O TRE agendou a cerimônia de retotalização dos votos para a próxima terça-feira (31), um dia após a decisão liminar de Zanin. A expectativa é que essa retotalização, ao definir a nova composição da Alerj, influencie diretamente no futuro da eleição para governador, seja ela indireta ou direta. A intervenção do ministro Zanin, ao suspender a eleição indireta, adiciona uma camada de incerteza e legalidade ao processo, jogando luz sobre o debate do direito do eleitor de escolher diretamente seu representante.
Até que o STF se posicione definitivamente sobre a questão, o presidente do Tribunal de Justiça do Estado do Rio de Janeiro (TJRJ), Ricardo Couto de Castro, assumirá interinamente o cargo de governador. Essa medida visa garantir a continuidade administrativa do estado enquanto as controvérsias jurídicas são resolvidas, assegurando que o governo fluminense não fique sem liderança em um período de transição e incerteza política.
O debate sobre soberania popular e o papel do STF
A decisão do ministro Zanin reacende o debate sobre a primazia do voto direto e a soberania popular, pilares da democracia brasileira. A Constituição Federal, em seu artigo 14, estabelece que a soberania popular é exercida pelo sufrágio universal, pelo voto direto e secreto, com valor igual para todos. A eleição indireta, embora prevista em situações específicas, como vacância prolongada sem vice-governador, é frequentemente vista como uma exceção que deve ser aplicada com cautela.
O argumento de Zanin de que a renúncia do governador Cláudio Castro configura uma tentativa de burlar a Justiça Eleitoral e o direito do eleitor ecoa preocupações sobre a integridade dos processos democráticos. Ao questionar a legitimidade da eleição indireta, o ministro coloca em xeque a validade de manobras políticas que possam desviar o poder de decisão das mãos do eleitorado.
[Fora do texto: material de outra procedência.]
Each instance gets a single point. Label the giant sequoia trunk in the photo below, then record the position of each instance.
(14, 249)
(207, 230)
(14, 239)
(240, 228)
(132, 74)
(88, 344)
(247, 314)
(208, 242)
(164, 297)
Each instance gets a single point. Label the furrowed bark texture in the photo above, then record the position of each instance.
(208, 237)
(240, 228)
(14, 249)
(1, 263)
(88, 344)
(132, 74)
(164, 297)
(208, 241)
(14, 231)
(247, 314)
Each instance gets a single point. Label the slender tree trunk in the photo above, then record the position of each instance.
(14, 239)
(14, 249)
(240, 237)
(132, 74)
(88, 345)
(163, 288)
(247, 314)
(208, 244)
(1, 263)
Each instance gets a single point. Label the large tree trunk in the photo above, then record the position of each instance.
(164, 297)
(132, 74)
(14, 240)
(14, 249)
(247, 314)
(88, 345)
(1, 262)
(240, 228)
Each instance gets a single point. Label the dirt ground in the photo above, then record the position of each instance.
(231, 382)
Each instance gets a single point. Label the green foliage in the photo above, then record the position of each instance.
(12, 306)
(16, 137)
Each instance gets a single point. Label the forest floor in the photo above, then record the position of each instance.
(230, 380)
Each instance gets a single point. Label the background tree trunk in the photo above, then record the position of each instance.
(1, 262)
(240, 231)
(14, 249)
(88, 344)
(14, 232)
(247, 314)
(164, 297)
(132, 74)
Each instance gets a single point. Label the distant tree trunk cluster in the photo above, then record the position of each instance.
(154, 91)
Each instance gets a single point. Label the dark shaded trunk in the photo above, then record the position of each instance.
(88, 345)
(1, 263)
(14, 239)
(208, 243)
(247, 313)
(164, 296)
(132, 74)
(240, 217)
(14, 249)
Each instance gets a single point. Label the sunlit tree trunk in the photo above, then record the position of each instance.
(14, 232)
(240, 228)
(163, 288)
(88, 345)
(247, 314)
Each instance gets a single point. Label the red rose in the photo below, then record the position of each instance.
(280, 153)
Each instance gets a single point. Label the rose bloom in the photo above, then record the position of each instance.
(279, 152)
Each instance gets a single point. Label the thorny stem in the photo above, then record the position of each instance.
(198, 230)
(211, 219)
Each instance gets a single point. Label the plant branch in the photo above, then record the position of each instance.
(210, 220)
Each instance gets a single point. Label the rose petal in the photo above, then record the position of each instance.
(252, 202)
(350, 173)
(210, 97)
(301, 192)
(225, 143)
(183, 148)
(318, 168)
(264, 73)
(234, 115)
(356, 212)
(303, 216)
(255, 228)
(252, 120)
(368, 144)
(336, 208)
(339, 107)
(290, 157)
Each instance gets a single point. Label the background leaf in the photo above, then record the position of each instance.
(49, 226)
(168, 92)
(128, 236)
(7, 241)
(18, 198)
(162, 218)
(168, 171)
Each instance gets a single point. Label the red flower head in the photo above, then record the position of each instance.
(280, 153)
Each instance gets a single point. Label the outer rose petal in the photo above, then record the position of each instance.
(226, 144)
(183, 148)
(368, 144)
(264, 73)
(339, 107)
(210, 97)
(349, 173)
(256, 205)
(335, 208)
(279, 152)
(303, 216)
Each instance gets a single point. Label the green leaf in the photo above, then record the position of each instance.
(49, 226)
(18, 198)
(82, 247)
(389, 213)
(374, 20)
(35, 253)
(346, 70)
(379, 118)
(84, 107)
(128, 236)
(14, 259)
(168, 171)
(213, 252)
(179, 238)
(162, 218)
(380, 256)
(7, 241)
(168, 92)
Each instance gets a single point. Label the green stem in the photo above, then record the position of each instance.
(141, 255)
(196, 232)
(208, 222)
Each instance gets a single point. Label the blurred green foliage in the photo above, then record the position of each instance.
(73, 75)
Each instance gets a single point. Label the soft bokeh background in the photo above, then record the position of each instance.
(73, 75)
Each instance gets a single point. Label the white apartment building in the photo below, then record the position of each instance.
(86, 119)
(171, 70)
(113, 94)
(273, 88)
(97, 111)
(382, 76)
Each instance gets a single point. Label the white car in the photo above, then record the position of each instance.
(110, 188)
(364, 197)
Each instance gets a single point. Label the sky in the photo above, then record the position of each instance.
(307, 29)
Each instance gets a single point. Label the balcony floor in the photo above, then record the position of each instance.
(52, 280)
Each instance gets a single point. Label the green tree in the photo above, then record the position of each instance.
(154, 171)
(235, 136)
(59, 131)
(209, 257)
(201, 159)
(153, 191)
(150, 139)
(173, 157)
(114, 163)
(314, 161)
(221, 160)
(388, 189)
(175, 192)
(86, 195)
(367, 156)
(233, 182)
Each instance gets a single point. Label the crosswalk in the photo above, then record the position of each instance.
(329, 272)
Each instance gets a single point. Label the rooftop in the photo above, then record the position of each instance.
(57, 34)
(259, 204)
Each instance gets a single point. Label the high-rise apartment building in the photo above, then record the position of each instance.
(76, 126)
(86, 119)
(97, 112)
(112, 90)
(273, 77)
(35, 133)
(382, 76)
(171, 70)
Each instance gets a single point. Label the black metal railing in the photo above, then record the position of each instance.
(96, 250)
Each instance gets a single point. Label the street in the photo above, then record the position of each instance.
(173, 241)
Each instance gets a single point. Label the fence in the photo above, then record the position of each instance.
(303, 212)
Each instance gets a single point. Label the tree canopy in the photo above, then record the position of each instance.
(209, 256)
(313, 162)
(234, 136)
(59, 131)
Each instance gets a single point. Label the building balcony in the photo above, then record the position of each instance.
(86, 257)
A intervenção do STF, através de sua atuação em ações como a ADI 7942 e reclamações como a do PSD, demonstra o papel crucial da Corte na resolução de conflitos institucionais e na salvaguarda dos princípios constitucionais. A análise aprofundada que Zanin busca para o caso visa consolidar um entendimento jurídico que sirva de precedente para futuras situações semelhantes, buscando evitar a repetição de cenários de instabilidade política e questionamentos sobre a representatividade democrática.
O pedido de destaque no julgamento da ADI 7942 e a solicitação de análise em plenário presencial indicam a importância que o ministro atribui à matéria. A expectativa é que o STF, ao debater o tema em sua totalidade, estabeleça diretrizes claras sobre a aplicação de eleições indiretas e reforce a importância da participação popular nas escolhas de seus representantes. A decisão final da Corte terá um impacto significativo não apenas para o Rio de Janeiro, mas também como um marco interpretativo para a democracia brasileira.
Enquanto o STF não emite um veredito final, o Rio de Janeiro permanece sob a égide de uma decisão liminar que suspende a eleição indireta e coloca o presidente do TJRJ no comando temporário. A situação sublinha a fragilidade das instituições quando confrontadas com manobras políticas e a necessidade de uma atuação firme do Poder Judiciário para garantir a regularidade democrática e o respeito à vontade popular.